S-Neo: Die Revolution im Wertpapierhandel der Sparkassen
Heute ist der 21.07.2026 und in der Welt der Finanzen tut sich mal wieder was. Die Sparkassen haben ein neues digitales Angebot namens „S-Neo“ ins Leben gerufen, das den Wertpapierhandel in der hauseigenen App revolutionieren soll. Über 21.000 verschiedene Wertpapiere – sogar börsennotierte Indexfonds (ETFs) – sind nun direkt auf dem Smartphone verfügbar. Das ist schon eine Ansage! Die App richtet sich vor allem an die rund 20 Millionen bestehenden Nutzer der Sparkassen-App, von denen etwa die Hälfte noch kein Wertpapierdepot hat. Hier wird also ein riesiges Potenzial gehoben.
Im Februar wurde das Konzept vorgestellt, und nun kann jeder sofort mit dem Handel beginnen, ohne sich um neue Konten oder Anwendungen kümmern zu müssen. Das ist ein echter Pluspunkt für die Millionen Bestandskunden. Aber der Wettbewerb schläft nicht. Die Neobroker wie Trade Republic, der jetzt schon Europas größter Neobroker mit 8 Millionen Kunden ist, machen den Sparkassen ordentlich Druck. Übrigens, die Kundenzahl hat sich im Jahr 2024 sogar verdoppelt! Scalable Capital bleibt auch nicht zurück und hat mittlerweile über 1 Million Kunden, während sie mehr als 27 Milliarden Euro verwalten. Man fragt sich, wie die Sparkassen da mithalten wollen.
Ein Angebot mit individuellen Gebühren
Die Gebühren für S-Neo werden von jeder Sparkasse individuell festgelegt. Das bedeutet, dass es keine einheitliche Regelung gibt – was für die Kunden eine kleine Herausforderung darstellen könnte. Ein Beispiel ist die Stadtsparkasse München, die lediglich einen Euro pro Wertpapierorder erhebt und bei einem Depotvolumen unter 25.000 Euro keine Depotgebühren verlangt. Das könnte für viele attraktiv sein, aber die Preisgestaltung wird entscheidend sein, um im Wettbewerb mit den günstigen Neo-Brokern bestehen zu können.

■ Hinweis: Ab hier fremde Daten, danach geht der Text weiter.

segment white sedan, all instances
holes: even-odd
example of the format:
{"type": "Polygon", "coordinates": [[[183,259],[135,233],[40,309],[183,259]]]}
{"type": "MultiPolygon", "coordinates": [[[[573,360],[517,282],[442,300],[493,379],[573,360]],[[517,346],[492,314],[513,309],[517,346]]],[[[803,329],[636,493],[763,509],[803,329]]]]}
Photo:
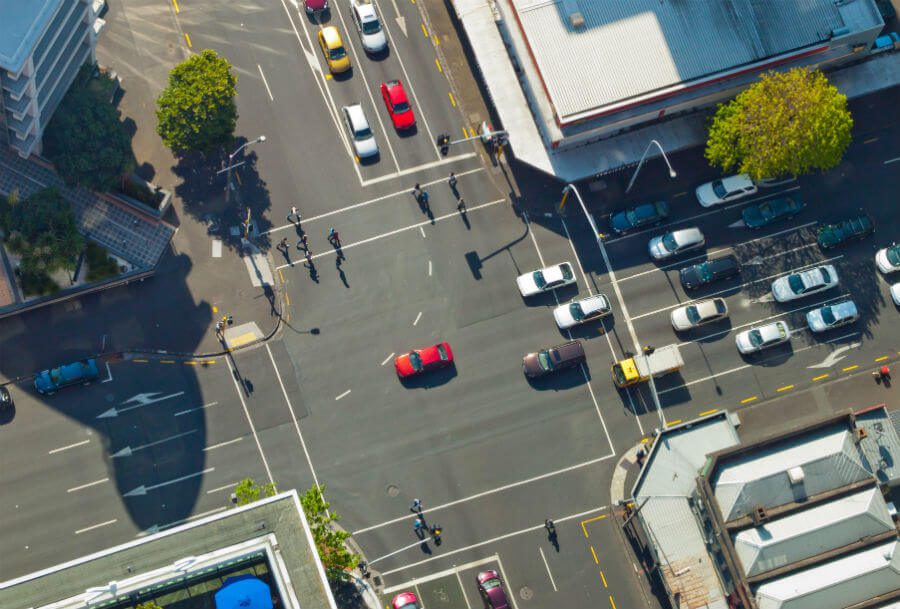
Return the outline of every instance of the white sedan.
{"type": "Polygon", "coordinates": [[[612,313],[609,298],[603,294],[589,296],[553,309],[553,318],[560,330],[600,319],[612,313]]]}
{"type": "Polygon", "coordinates": [[[791,340],[791,329],[783,321],[773,321],[764,326],[744,330],[734,338],[738,351],[744,355],[756,353],[789,340],[791,340]]]}
{"type": "Polygon", "coordinates": [[[875,265],[885,275],[900,271],[900,245],[894,244],[875,252],[875,265]]]}
{"type": "Polygon", "coordinates": [[[722,203],[737,201],[755,194],[756,184],[746,173],[729,176],[721,180],[713,180],[697,187],[697,200],[703,207],[712,207],[722,203]]]}
{"type": "Polygon", "coordinates": [[[575,272],[569,262],[554,264],[544,269],[519,275],[516,278],[519,292],[525,297],[549,292],[573,283],[575,283],[575,272]]]}
{"type": "Polygon", "coordinates": [[[836,288],[839,283],[834,266],[826,264],[779,277],[772,282],[772,296],[778,302],[788,302],[836,288]]]}
{"type": "Polygon", "coordinates": [[[701,300],[694,304],[678,307],[669,316],[672,327],[676,330],[691,330],[703,324],[712,323],[728,317],[728,305],[721,298],[701,300]]]}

Joachim Schmalzl, ein Vorstandsmitglied des Deutschen Sparkassen- und Giroverbands (DSGV), hat deutlich gemacht, wie wichtig es ist, den Kunden einen einfachen Zugang zu finanziellen Chancen zu ermöglichen. Die S-Neo-App ergänzt das bestehende Beratungsangebot, ersetzt es jedoch nicht. Ein kluger Schritt, um den Kunden nicht nur den Zugang zu Wertpapieren zu ermöglichen, sondern auch die Möglichkeit für eine umfassende Beratung zu bieten. So wird jeder Nutzer in seiner Finanzwelt ein Stück weit sicherer navigieren können.
Konkurrenz schläft nie
Die Sparkassen müssen sich auch gegen die Volksbanken behaupten, die ebenfalls an einer Aktien-Trading-App arbeiten. Der Einführungstermin ist noch unklar, aber die Konkurrenz wird härter. Die Anzahl der börsennotierten Unternehmen im deutschen Prime Standard sinkt, was die Situation nicht einfacher macht. Ende 2025 waren nur noch 261 Unternehmen gelistet – das sind 12 weniger als im Vorjahr. Börsengänge sind rar geworden, während Delistings überwiegen. Trotz dieser Herausforderungen hat der DAX im Jahr 2024 um knapp 19 Prozent zugelegt und ist jetzt im dritten positiven Börsenjahr in Folge. Das zeigt, dass die Märkte immer noch Bewegung zeigen, auch wenn die Anzahl der Unternehmen, die auf diese Bühne treten, abnimmt.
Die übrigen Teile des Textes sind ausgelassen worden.